Keep in mind that the even the best sales plan lasts 3 months – until the end of Q1. There will need to be adjustments – SPIFs, contests, transfers, territory adjustments - that are used to fill the gaps. These gaps may be caused by things such as a market that is not performing as well as expected or new rep ramp-up times taking a bit longer.
What if there is little faith in the pipeline data to leverage it in a bottoms-up forecast , or there isn’t enough market data to conduct a top-down forecast? There are other forecast methodologies that can be leveraged.

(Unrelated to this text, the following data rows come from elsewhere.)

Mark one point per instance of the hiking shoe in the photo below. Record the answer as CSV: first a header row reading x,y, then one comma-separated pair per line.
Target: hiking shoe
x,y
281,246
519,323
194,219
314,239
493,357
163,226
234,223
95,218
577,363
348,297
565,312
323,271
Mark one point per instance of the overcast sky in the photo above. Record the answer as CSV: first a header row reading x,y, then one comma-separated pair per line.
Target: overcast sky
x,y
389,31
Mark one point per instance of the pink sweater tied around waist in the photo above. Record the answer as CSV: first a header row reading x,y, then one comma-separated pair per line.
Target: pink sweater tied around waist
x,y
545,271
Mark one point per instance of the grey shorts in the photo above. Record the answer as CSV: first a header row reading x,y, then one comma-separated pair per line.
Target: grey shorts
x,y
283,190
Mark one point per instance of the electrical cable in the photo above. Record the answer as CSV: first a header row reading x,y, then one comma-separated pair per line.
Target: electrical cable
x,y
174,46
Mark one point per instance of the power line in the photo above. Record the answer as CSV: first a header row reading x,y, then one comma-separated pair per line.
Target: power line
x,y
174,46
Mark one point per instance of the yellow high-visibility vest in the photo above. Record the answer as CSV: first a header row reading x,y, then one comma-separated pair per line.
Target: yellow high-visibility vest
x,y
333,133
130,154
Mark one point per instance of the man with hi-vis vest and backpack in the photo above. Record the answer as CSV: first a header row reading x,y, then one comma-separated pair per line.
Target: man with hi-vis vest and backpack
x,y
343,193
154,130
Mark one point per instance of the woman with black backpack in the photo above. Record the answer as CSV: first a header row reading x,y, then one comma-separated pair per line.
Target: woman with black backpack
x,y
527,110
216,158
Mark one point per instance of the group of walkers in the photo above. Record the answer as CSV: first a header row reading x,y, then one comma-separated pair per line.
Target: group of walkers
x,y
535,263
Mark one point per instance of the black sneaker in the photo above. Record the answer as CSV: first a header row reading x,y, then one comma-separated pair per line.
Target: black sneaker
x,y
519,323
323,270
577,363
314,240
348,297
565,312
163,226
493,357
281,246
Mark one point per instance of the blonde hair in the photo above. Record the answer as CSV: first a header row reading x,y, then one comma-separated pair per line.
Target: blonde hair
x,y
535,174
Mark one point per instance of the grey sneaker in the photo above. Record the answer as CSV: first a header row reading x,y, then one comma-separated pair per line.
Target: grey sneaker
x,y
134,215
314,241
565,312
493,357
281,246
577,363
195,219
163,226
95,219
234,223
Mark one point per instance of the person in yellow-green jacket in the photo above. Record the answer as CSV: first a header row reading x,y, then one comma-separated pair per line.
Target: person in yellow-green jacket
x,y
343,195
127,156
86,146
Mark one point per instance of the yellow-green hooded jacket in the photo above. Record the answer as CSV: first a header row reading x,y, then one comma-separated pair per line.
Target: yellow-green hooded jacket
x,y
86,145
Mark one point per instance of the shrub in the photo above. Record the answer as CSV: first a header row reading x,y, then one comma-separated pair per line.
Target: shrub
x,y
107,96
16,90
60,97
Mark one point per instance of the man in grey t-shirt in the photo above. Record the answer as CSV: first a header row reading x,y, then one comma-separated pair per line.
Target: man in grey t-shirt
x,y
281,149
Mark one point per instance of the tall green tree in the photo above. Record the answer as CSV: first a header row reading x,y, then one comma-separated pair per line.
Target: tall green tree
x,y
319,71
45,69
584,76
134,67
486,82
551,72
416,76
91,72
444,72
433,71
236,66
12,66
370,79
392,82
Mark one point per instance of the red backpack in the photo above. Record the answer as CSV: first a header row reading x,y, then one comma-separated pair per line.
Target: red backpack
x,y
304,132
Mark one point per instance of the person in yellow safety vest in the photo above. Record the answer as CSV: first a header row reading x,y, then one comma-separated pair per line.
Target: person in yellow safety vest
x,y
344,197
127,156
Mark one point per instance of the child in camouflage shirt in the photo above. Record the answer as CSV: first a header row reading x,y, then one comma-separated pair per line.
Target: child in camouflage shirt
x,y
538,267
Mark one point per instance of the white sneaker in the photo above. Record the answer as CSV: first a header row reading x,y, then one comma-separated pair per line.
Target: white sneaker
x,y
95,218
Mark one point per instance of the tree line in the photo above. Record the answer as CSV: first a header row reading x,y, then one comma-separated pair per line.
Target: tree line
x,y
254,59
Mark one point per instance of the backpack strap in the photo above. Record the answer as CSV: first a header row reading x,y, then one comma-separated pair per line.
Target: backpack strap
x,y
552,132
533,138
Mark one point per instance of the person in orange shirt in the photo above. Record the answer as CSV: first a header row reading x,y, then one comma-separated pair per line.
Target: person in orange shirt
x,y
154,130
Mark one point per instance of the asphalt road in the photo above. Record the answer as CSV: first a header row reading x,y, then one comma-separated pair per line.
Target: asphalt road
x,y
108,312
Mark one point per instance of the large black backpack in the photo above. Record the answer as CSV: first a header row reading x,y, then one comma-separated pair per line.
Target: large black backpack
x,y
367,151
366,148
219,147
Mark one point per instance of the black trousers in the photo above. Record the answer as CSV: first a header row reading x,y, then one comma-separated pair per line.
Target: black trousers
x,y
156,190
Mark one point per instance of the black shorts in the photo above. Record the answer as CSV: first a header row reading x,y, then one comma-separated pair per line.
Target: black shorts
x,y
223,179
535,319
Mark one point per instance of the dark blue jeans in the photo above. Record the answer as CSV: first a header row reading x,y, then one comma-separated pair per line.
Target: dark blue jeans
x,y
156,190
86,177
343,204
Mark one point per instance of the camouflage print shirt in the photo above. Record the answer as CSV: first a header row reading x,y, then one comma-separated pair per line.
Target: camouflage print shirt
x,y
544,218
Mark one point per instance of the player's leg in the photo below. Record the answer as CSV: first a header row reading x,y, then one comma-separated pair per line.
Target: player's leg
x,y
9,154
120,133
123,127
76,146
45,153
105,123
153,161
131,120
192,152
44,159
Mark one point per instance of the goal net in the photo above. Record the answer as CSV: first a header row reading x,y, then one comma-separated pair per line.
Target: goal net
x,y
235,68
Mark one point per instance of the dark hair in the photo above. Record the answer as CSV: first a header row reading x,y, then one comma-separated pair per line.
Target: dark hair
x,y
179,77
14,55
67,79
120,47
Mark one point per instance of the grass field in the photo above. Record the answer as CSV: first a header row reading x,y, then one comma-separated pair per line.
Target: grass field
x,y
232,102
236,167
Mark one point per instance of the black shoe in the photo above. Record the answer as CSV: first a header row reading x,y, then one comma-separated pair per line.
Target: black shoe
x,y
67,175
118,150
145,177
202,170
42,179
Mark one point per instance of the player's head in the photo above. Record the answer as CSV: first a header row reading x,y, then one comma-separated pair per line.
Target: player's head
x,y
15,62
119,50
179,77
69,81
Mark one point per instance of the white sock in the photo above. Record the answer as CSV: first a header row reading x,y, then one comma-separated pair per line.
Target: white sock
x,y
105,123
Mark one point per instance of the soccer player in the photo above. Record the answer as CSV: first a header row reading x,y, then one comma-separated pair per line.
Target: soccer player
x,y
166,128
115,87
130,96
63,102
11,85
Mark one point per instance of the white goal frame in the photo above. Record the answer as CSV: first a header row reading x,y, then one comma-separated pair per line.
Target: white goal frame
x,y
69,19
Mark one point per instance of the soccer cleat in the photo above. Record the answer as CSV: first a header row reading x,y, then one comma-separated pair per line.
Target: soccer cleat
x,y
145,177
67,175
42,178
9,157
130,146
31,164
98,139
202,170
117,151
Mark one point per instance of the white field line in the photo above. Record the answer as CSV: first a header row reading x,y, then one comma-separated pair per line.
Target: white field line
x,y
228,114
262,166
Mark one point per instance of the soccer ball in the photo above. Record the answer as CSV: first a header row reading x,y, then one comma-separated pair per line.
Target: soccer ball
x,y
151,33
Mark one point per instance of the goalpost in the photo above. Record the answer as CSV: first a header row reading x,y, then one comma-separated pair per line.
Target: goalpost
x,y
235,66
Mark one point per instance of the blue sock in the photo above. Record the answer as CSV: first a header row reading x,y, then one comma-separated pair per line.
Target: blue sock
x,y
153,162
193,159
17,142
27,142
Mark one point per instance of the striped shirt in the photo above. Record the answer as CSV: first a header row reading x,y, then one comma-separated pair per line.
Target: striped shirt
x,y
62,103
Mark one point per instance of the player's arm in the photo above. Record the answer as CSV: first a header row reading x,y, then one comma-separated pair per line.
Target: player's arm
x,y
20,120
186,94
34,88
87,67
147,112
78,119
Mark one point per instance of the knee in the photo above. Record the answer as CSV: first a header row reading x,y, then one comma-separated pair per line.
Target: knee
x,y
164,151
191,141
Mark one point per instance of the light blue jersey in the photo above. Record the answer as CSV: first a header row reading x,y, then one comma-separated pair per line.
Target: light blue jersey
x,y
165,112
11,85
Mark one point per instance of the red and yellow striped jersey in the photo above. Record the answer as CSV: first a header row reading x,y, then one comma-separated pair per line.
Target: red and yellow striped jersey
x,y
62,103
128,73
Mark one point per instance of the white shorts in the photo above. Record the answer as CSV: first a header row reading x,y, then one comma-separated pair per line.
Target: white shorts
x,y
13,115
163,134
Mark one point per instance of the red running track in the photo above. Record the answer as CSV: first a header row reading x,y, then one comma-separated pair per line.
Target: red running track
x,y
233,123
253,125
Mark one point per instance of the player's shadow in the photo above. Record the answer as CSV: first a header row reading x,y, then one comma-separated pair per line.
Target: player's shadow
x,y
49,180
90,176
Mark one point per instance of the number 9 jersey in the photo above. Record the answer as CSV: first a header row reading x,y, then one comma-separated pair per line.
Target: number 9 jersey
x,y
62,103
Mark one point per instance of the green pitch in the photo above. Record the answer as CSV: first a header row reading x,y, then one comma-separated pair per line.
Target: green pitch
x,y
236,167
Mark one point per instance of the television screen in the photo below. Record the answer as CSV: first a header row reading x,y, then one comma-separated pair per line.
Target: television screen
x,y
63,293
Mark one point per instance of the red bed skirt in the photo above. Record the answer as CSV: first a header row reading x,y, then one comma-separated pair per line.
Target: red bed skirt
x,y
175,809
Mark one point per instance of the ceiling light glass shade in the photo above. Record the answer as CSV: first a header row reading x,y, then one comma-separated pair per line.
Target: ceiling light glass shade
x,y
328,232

Other Useful Forecasting Methodologies
The bottoms-up and top-down methodologies described above are by no means the only ways to forecast. There are other forecast methods, and these are widely used (often in combination with the top-down and bottoms-up). Once again, the methodology used is largely dependent on the data that is available.
- Historical trending uses readily accessible information and people love a good trend line! Most sales teams know intuitively that there are trends, and leveraging historical information puts some science behind this. The simplest method uses a moving average – for example, the average of the past three years. This method is usually enhanced by giving more importance to the most recent year or season in the weighting – for example the same period prior year.
- Exponential smoothing is familiar to anyone who has seen time graphs – that erratic line moving wildly up and down but generally trending upwards. The line piercing through the center of the up and down dots that shows the general upward movement is the exponential smoothing line.
- Statistical forecasts are used in combination with one of the other methods and will show the probable sales outcome and the range (or standard deviation) around the forecast. For example, there is a 95% probability that sales will be between $10M and $11M. Let’s be honest, whenever we hear this kind of forecast we are expecting the thing to be wrong…
- Bootstrapping is the Monte Carlo method of forecasting – when we take historical sales growth rates, mix them up a few thousand times and generate a likely range of growth rates.
What if There is No Available Historical Data for Forecasting?
The final types of forecasts are not used as often and are usually used when historical information is not available or accurate.
- Companies will run a test market to generate data that can be used to create a forecast. This method can produce exceptionally accurate results but due to the significant delay required to launch a new product or strategy it tends to be infrequently used.
- A team of experts (internal and external) will be polled to create a forecast – academics fiercely advocate for this method. This is most likely due to the fact that academics are hoping they will be the ones called upon as experts.
- The final method is the sentiment survey – where you poll potential customers to see if they anticipate buying from you next year. These used to be hugely popular in manufacturing and consumer goods, but they seem to have lost some steam in the past few years.
The sales forecast is the backbone behind the company budget, and as such accuracy is of the paramount importance. Remember, it is the closest to the hole and under-estimating sales can be devastating to a company. The company will be understaffed, inventory and raw goods will be too low and there will be delays in delivery. Any sales overage to the forecast will be difficult to retain. Over-estimating sales will mean that the company is carry extra resources and cost. This reduces the company’s margins and the investor’s rates of return.
Finally, remember that it isn’t all numbers. Experience carries a tremendous amount of weight. Experience is the ability to see through the numbers at leading indicators and understand what they will mean to the business and any forecast. I have been put in my place many times by veterans who can read the tea leaves better than I can read two weeks’ worth of number crunching.